The influence of variational mode decomposition on LSTM prediction accuracy - A case study with wind turbine power signals

Sustainable development of energy is regarded as a crucial solution to combat global challenges such as climate change and energy security. However, the sustainable harnessing of wind energy confronts randomness and volatility, rendering the precise prediction of wind power signals a crucial challenge in the management of power systems. To address these issues, this study employs the Variational Mode Decomposition (VMD) method and Long Short-Term Memory (LSTM) networks to comprehensively analyze the impact of the VMD method on the accuracy of wind power signal prediction using LSTM. The orthogonal experimental method is used to determine the key parameters of the VMD method. The results show that the VMD-LSTM model significantly outperforms the traditional LSTM model in time series signal prediction accuracy.
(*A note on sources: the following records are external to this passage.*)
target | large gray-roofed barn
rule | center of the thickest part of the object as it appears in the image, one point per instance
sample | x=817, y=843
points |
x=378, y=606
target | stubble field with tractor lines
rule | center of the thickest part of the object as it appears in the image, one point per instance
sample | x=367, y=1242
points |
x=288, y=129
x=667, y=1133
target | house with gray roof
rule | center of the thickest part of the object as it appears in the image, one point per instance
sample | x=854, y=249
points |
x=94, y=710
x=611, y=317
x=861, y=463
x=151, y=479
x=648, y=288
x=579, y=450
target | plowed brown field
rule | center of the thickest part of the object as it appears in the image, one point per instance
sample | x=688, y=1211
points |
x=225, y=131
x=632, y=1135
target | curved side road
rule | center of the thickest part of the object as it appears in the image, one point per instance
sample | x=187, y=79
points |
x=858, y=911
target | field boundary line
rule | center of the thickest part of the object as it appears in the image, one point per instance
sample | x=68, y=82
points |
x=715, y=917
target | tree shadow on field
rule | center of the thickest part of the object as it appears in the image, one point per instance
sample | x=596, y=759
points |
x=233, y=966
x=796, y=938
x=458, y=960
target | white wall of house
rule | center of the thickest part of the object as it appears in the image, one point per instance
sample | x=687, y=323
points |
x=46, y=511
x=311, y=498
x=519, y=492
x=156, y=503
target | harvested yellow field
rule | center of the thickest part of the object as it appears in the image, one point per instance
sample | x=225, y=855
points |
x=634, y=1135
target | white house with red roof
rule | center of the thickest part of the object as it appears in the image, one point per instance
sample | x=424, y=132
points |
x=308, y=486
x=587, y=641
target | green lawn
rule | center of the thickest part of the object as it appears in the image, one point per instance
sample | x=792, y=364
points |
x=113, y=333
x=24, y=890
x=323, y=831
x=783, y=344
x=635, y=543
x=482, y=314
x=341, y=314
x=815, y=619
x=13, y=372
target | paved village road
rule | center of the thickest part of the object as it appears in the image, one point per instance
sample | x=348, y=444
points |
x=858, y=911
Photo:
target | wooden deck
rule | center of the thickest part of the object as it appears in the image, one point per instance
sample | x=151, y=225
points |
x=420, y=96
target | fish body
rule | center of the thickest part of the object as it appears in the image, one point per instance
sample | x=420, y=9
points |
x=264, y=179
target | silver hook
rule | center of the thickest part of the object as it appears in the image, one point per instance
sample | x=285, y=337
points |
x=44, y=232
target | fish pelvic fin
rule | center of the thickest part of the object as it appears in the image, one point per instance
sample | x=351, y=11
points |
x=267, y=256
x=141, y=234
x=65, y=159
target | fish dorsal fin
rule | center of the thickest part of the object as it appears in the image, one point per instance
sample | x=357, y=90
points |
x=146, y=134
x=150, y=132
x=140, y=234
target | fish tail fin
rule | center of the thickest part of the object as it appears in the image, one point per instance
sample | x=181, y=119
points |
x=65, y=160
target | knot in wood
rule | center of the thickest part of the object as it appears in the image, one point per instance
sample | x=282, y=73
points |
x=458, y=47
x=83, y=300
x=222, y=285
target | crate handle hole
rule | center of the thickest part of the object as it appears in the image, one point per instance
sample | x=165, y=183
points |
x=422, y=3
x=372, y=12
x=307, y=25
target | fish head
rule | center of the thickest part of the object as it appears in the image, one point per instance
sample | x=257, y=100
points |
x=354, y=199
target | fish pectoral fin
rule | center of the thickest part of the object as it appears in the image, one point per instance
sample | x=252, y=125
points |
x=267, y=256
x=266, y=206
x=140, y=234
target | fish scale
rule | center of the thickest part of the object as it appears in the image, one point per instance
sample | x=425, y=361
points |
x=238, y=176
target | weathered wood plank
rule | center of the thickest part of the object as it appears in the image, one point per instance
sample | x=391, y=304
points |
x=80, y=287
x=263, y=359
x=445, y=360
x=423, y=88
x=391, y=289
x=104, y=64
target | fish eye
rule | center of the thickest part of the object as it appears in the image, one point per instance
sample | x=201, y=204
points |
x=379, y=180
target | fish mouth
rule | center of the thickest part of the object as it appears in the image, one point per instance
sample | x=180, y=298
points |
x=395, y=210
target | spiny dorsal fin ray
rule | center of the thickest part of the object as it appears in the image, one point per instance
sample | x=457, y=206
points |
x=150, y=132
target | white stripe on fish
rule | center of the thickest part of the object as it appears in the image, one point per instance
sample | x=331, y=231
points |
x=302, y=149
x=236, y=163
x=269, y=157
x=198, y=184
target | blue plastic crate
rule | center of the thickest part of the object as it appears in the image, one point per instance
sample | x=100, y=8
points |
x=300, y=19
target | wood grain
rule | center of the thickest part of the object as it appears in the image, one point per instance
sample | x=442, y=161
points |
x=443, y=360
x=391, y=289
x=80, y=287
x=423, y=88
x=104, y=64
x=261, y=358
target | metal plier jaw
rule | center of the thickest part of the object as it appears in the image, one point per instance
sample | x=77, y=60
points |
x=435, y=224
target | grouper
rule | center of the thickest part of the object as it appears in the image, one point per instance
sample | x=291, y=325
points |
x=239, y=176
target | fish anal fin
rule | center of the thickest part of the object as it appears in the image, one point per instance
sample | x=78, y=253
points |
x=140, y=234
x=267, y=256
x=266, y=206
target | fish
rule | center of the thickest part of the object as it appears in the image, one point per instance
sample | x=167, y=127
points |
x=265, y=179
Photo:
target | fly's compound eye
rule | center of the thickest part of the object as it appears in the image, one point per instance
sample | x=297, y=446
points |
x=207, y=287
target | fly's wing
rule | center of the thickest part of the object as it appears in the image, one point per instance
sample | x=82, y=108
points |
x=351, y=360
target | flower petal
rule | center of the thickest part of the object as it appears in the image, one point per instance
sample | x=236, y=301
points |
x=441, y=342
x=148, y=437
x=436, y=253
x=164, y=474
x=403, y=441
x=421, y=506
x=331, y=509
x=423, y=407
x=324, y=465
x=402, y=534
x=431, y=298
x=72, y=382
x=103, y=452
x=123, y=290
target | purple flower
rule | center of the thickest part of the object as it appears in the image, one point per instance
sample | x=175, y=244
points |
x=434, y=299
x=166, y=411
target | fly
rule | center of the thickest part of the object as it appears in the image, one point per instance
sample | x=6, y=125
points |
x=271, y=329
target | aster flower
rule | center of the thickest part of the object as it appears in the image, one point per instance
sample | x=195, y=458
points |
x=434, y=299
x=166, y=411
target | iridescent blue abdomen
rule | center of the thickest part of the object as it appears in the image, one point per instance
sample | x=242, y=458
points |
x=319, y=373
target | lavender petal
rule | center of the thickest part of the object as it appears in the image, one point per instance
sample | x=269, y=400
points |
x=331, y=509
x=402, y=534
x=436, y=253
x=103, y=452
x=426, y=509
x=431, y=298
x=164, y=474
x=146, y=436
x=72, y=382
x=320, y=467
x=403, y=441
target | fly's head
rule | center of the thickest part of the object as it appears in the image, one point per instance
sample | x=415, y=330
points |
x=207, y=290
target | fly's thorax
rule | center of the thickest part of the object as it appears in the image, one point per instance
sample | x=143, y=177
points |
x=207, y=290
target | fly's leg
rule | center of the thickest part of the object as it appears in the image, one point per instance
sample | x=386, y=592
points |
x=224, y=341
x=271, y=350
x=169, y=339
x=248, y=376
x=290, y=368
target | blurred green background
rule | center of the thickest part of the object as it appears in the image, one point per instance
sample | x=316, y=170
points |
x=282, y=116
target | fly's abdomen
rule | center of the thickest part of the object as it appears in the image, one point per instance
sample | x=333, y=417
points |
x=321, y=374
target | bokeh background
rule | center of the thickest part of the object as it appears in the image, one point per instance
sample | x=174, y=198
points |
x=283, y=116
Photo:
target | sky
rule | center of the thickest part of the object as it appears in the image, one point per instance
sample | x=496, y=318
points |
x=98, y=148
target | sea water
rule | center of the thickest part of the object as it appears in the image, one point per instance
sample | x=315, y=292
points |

Compared to the LSTM model, the VMD-LSTM model reduces the MAE, MAPE, and RMSE errors by 39.7 %, 37.5 %, and 30.9 %, respectively, and increases the R2 by 20.6 %. Among the decomposed modes, the third-order mode exhibits the largest prediction error. A method is proposed to improve prediction accuracy by excluding certain non-essential modes. This study provides valuable insights into reducing power fluctuations in the grid caused by active power prediction errors.